Just recently, we had 6 petabytes of growth in a log bucket for our containers, and the team that owned that bucket actually had no idea of its size until we reached out. So just having a simple mechanism to let people know what's going on can really start to save you costs. Another thing we do with our S3 Storage Lens data is data placement optimization. You may have heard that data has inertia. So once you place a large amount of data somewhere, it's very expensive and time-consuming to move it elsewhere.
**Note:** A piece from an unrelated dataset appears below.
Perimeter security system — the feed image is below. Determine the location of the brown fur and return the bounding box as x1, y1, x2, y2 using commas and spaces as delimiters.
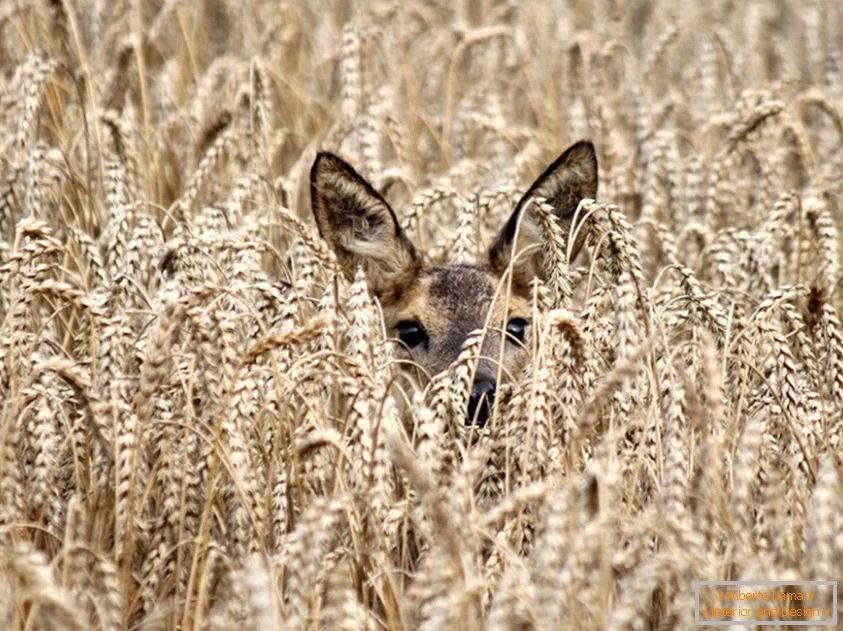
311, 141, 597, 383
Optimizing Data Placement and Leveraging Platform Insights

If you're an application owner and you have data in S3, you're going to point your application at S3, and that's going to be it. And for the vast majority of use cases, that's completely fine. But if you have low latency or high IO requirements, you can run into issues. We experienced that when we first stood up our ML training platform with ML training jobs. We found that these jobs had very long cold starts. And that correlated to idle GPUs. What was going on was S3 was throttling as it was trying to hydrate data. We were trying to save a little bit of money on storage costs, and we ended up spending a lot more money on idle GPUs. So what we did is we looked at our S3 Storage Lens request and throttling metrics to identify which applications were having issues, and we placed them on more performant storage like EBS or FSx Lustre.

Thumbnail 770

This eliminated the cold start times, we ended up spending a little bit more money on storage, but we ended up saving costs by optimizing our GPU utilization. Another thing that we do is we take all of this information, and we turn it into platform insights. So we take all of our S3 Storage Lens data, and we provide it to our platforms through internal APIs. As I mentioned earlier, we build a lot of abstraction layers on top of S3, so we run into this problem of how do we tell a user that their S3 bucket is growing when they don't even know they have a bucket in the first place.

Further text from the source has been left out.